I stumbled across an intriguing article the other day.
“It baffles me that women over forty choose to become mothers.” What are their thoughts on it, and why do they require it?

They already have children, and their adult children will be aware of their parents’ adulterous activities. Why don’t they consider how their peers and parents will mock them? Will the child attend first grade with his grandmother? Their infant would later be terribly embarrassed!

What’s most fascinating is how widespread this way of thinking is. Here’s another example of such a concept.

Do women over the age of forty fail to recognize that childbearing is no longer a possibility for them? My husband and I both lost our parents while we were young, and our children have never met their grandparents. His superiors informed him that the death certificate he had brought to work was in fact that of his grandmother. When they have a child at this age, parents, in my opinion, willfully wreck their life.

Such an opinion might be classified as ambiguous. On the one hand, it looks that everyone who opposes late births is accurate. But, in the end, they were born into this world, and their parents loved and cared for them. And what if they decide to terminate their child? If this is the case, does this imply that they will cease to exist?
One day, I had an unusual encounter.
I had a classmate with whom I got along well. She was a wonderful person.

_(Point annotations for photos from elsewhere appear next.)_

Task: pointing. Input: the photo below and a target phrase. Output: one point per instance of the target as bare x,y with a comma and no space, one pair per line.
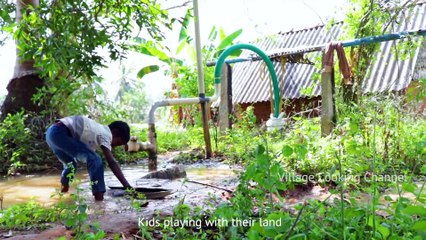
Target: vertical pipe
201,88
328,109
224,108
152,153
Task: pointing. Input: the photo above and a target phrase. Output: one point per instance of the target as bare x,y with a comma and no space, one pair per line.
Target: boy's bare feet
99,196
65,188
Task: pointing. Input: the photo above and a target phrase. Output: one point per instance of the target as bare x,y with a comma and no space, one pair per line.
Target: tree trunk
25,82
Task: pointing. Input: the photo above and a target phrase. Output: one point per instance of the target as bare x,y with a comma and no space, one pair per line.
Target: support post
328,108
225,108
201,87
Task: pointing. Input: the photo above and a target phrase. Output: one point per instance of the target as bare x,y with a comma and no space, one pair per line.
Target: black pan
150,193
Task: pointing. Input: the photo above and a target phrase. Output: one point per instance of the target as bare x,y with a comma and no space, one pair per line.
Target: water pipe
277,119
349,43
269,64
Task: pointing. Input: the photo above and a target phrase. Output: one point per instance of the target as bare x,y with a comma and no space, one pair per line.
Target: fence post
328,108
225,107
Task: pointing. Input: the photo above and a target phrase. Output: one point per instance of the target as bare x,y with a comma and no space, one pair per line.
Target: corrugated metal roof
387,74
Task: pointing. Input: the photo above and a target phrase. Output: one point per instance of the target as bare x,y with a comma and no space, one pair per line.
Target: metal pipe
201,87
151,146
349,43
269,64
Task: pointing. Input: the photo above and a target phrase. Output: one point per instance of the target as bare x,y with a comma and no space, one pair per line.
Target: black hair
122,130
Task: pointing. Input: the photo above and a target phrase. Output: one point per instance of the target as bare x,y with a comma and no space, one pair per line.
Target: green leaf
183,34
409,187
384,231
227,41
287,151
419,226
423,169
181,46
213,34
260,150
415,210
147,70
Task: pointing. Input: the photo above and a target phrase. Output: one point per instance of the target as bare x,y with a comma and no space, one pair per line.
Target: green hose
230,50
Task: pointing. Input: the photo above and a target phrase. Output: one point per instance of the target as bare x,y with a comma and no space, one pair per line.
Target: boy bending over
76,138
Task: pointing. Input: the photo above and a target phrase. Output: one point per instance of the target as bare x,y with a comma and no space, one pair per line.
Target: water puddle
21,189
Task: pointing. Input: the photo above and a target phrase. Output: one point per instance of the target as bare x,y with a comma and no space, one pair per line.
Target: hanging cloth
343,61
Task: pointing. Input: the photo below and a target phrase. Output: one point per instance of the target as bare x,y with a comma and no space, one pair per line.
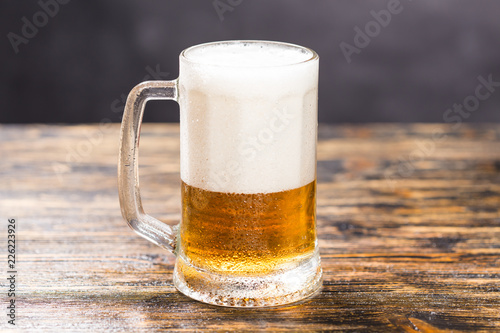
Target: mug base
281,287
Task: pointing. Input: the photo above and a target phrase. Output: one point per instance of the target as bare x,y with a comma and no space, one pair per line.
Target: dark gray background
80,63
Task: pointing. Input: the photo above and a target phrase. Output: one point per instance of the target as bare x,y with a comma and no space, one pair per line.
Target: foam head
248,116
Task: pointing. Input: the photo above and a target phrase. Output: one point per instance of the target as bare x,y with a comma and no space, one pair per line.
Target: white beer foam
248,117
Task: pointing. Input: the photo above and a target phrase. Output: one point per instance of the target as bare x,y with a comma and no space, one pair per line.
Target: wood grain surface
408,224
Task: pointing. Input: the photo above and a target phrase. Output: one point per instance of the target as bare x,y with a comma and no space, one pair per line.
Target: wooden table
408,223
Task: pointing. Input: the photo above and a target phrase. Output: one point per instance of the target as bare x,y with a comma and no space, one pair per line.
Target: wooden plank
406,246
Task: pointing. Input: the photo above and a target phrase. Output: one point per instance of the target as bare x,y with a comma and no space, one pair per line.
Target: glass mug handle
146,226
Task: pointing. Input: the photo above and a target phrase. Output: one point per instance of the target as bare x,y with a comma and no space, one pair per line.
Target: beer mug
248,129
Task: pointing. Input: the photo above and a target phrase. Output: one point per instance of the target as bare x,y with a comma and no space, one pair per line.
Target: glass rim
314,55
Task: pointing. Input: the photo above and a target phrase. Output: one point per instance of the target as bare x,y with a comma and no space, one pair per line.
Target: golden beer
248,132
247,234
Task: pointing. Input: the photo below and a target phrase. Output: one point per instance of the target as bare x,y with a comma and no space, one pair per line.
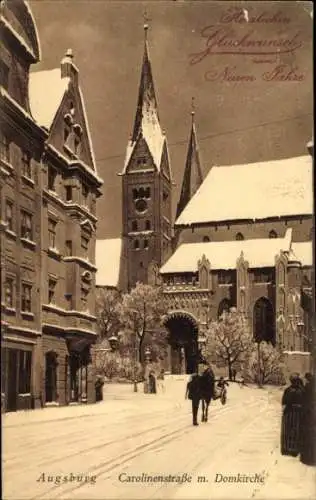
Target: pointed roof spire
146,122
192,178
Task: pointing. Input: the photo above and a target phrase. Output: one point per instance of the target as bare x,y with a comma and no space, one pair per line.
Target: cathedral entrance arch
264,321
183,340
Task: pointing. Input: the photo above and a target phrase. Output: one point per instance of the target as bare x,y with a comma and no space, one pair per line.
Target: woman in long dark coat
308,425
292,401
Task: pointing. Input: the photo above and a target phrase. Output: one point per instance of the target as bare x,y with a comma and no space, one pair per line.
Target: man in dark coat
292,401
193,392
308,423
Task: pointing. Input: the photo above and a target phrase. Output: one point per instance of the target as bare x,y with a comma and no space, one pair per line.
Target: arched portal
51,376
264,321
183,340
224,306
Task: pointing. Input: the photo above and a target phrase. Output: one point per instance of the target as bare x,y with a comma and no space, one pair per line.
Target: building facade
244,241
49,187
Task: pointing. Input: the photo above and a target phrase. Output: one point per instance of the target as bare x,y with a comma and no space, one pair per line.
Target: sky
253,105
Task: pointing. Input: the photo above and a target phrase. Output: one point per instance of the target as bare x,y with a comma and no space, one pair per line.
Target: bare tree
271,365
108,313
229,339
142,310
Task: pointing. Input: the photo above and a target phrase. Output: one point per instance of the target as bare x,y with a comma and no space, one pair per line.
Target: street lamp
113,341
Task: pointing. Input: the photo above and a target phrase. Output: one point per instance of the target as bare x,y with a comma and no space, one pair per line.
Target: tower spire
146,123
192,177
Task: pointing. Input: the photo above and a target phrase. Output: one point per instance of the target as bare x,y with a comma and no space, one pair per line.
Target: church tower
146,186
192,178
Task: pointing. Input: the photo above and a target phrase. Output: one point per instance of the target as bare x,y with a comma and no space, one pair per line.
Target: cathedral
242,237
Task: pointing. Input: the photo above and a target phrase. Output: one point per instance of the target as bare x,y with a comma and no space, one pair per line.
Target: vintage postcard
157,234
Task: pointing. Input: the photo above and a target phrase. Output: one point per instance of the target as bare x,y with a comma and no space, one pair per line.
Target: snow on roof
46,91
108,261
303,252
88,131
258,252
252,191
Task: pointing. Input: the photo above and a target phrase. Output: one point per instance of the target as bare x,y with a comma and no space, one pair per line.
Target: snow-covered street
144,446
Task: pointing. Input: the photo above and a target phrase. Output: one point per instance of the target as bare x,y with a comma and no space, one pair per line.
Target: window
4,75
262,276
26,225
51,290
26,305
68,248
5,148
25,364
26,165
68,193
51,183
77,142
52,233
224,278
85,192
9,215
84,298
9,292
84,242
142,161
66,134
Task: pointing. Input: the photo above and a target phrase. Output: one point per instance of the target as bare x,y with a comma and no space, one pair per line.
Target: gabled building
49,189
245,241
146,190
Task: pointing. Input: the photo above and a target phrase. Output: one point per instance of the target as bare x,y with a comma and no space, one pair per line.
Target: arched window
141,192
224,306
263,321
51,376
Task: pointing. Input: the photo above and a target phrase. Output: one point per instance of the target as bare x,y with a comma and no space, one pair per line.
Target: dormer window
26,165
273,234
51,181
85,193
5,148
68,193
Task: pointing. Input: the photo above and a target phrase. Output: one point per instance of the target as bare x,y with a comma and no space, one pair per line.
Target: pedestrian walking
193,392
152,383
308,423
161,381
292,401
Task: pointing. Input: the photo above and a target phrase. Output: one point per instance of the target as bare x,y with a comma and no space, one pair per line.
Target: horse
207,391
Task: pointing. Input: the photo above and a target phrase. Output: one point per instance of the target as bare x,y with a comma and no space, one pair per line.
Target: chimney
68,69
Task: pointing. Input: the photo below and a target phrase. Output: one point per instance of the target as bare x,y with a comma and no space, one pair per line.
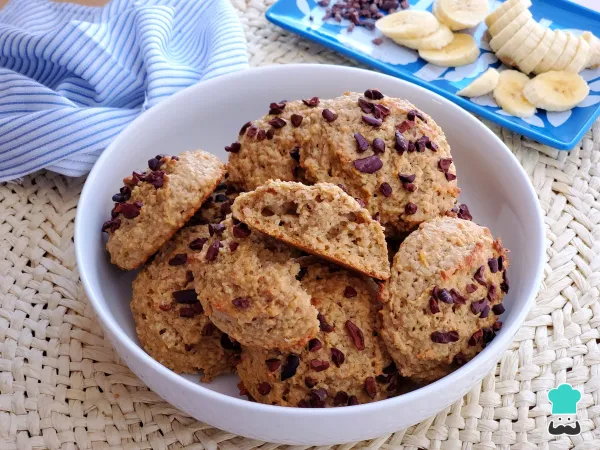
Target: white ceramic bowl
209,116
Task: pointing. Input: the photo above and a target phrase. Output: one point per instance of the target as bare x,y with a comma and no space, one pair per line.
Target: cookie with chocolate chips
382,150
387,153
154,204
216,207
444,298
247,284
344,364
169,319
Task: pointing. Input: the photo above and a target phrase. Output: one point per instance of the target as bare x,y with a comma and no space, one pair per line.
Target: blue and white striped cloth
72,77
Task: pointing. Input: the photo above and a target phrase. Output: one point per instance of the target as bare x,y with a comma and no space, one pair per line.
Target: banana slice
461,51
510,30
556,91
530,62
408,24
461,14
581,57
567,55
509,94
594,57
528,45
508,16
485,84
556,49
507,51
501,10
442,37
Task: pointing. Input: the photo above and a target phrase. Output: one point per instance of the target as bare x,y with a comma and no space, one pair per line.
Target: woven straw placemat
63,387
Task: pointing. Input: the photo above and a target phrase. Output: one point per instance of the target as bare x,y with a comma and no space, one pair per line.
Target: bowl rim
105,317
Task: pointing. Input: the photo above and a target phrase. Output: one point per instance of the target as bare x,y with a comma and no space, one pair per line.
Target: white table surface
592,4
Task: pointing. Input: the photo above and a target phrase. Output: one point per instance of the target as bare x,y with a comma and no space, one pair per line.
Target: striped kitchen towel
72,77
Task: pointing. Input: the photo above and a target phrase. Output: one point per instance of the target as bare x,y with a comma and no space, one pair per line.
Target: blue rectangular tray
562,130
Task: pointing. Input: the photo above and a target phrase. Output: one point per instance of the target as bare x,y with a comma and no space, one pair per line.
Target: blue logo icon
564,401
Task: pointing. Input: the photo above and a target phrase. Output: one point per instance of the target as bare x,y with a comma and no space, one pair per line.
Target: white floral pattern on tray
560,130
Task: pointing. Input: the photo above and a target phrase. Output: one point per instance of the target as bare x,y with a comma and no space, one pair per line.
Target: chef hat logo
564,399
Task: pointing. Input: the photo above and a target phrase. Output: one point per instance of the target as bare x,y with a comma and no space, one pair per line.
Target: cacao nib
318,366
401,143
329,115
371,121
373,94
378,145
273,364
498,309
186,296
478,276
241,230
312,102
314,345
370,164
476,338
264,388
356,335
350,292
277,122
241,302
178,260
385,189
337,356
340,399
213,251
111,225
371,387
234,147
444,338
362,144
289,368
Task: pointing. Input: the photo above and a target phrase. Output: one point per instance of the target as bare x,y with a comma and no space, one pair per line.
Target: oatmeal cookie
442,302
343,365
247,284
216,207
320,219
381,150
170,323
153,205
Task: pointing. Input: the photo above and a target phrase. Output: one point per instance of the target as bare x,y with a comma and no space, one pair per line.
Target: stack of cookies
328,264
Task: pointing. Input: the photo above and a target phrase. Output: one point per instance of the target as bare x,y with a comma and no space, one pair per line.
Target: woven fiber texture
63,387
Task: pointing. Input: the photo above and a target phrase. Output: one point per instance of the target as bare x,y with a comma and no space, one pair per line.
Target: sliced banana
507,51
529,44
509,94
568,53
461,14
510,30
581,57
461,51
594,57
501,10
408,24
556,91
483,85
530,62
508,16
556,49
442,37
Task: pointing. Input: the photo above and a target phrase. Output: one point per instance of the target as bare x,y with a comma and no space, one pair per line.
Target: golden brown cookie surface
153,205
442,302
343,365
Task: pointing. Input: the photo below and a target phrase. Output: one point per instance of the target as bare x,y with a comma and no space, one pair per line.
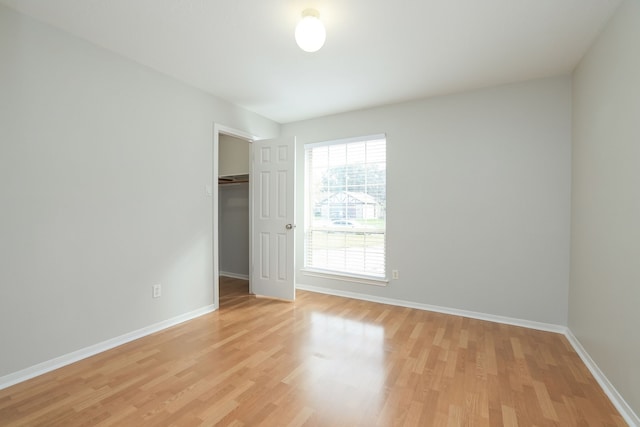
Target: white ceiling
377,51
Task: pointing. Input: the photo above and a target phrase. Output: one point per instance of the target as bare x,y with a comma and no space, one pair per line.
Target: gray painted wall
478,191
103,167
605,241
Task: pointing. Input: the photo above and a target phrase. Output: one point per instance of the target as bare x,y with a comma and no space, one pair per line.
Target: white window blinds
345,202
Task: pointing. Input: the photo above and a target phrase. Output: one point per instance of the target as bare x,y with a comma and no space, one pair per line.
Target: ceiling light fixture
310,32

This girl had previously transferred to our school in the eleventh grade. She was the eldest child in the family. Her mother was one of those elderly women who held off having a kid until they were far older; she gave birth at the age of 37. Furthermore, after turning forty, the girl’s mother gave birth to a younger brother at the age of 41. This family deviated from the norm because the majority of the ladies in our class had their first child at the age of nineteen.
My friend’s mother was a cheerful person who adored everyone around her. She was incredibly kind and patient. She struck me as a very remarkable woman. And, to be honest, the best person I know.
She spent a lot of time talking to her kids and their friends. She was always eager to help us. She always scheduled get-togethers and refreshments for us when our moms rested after work and didn’t have the energy to spend with their children. That was the fundamental distinction.
And why should children feel ashamed of such a mother? We, on the other hand, were all really and respectfully envious of them since they had the most lovely mother on the earth. Furthermore, none of us would dare to call her an elderly woman. Her age was unimportant to us since she made everyone feel so fantastic.

At nineteen, I was confident that a lady forty years old was an ancient woman. But now that I’m forty, I see how silly I was at the time. And with a lot of affection, too. I believed that because I was impressionable at the time, but I’ve now outgrown my formative years.
Now, I’m certain that a woman’s financial status influences when she gives birth more than her age. A woman should wait to have children until she is emotionally and financially prepared.